- Born: May 17, 1918 Lyles, Tennessee, U.S.
- Died: January 12, 1978 (aged 59)
- Genres: Bluegrass
- Occupation: Bluegrass artist
- Instrument: Fiddle
- Years active: 1933-1977

= Paul Warren (fiddler) =

American fiddle player

Paul Warren (May 17, 1918 –January 12, 1978) was an American fiddle player best known for his work on a number of Kitty Wells singles, and his long tenure with Flatt and Scruggs and the Foggy Mountain Boys.

== Biography ==
Warren was born in Lyles, Tennessee to a father who played guitar and banjo, and a mother who played clawhammer banjo.

Warren's fiddling style was heavily influenced by Fiddlin' Arthur Smith, with whom he played extensively offstage. In 1933, Warren joined Johnny & Jack and the Tennessee Mountain Boys, with whom he appeared regularly on the Grand Ole Opry. During that time he recorded a number of sides with Kitty Wells, including It Wasn't God Who Made Honky Tonk Angels and Release Me.

He joined Flatt and Scruggs and the Foggy Mountain Boys in 1954, after fifteen years with the Tennessee Mountain Boys. As a member of that band, he was often called upon in concert segments featuring traditional fiddle tunes, including a number of the Arthur Smith tunes which had been recorded by Flatt and Scruggs, such as "Pig in the Pen". He would also provided bass vocals to many of songs that featured group harmony.

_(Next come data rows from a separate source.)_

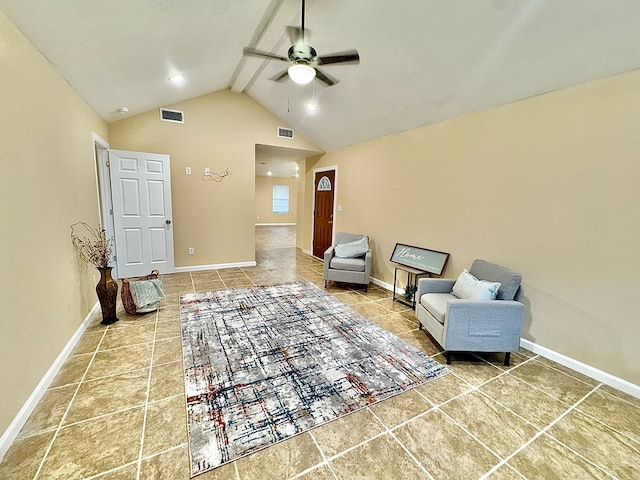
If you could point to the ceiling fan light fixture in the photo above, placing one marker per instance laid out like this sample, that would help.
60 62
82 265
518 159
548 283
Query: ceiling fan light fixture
301 73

When Flatt and Scruggs broke up in 1969, Warren decided to stay with Lester Flatt's band. In 1978 CMH Records released America's Greatest Breakdown Fiddler, credited to Paul Warren with Lester Flatt & the Nashville Grass.

== Legacy ==
Warren helped perpetuate the old-time fiddle style typified by Arthur Smith, and has been cited by a number of musicians as an influence, including fiddler Andrea Zonn and mandolin player Roland White. His son Johnny Warren continues to play his repertoire, on the same fiddle as his dad. In 2009 and 2011, Johnny recorded two albums featuring noted bluegrass musicians, A Tribute to Fiddlin' Paul Warren Vols. 1 and 2 on which he played tunes for which is father was well known.

== Awards and honors ==
Warren was inducted into the Bluegrass Music Hall of Fame in 2013.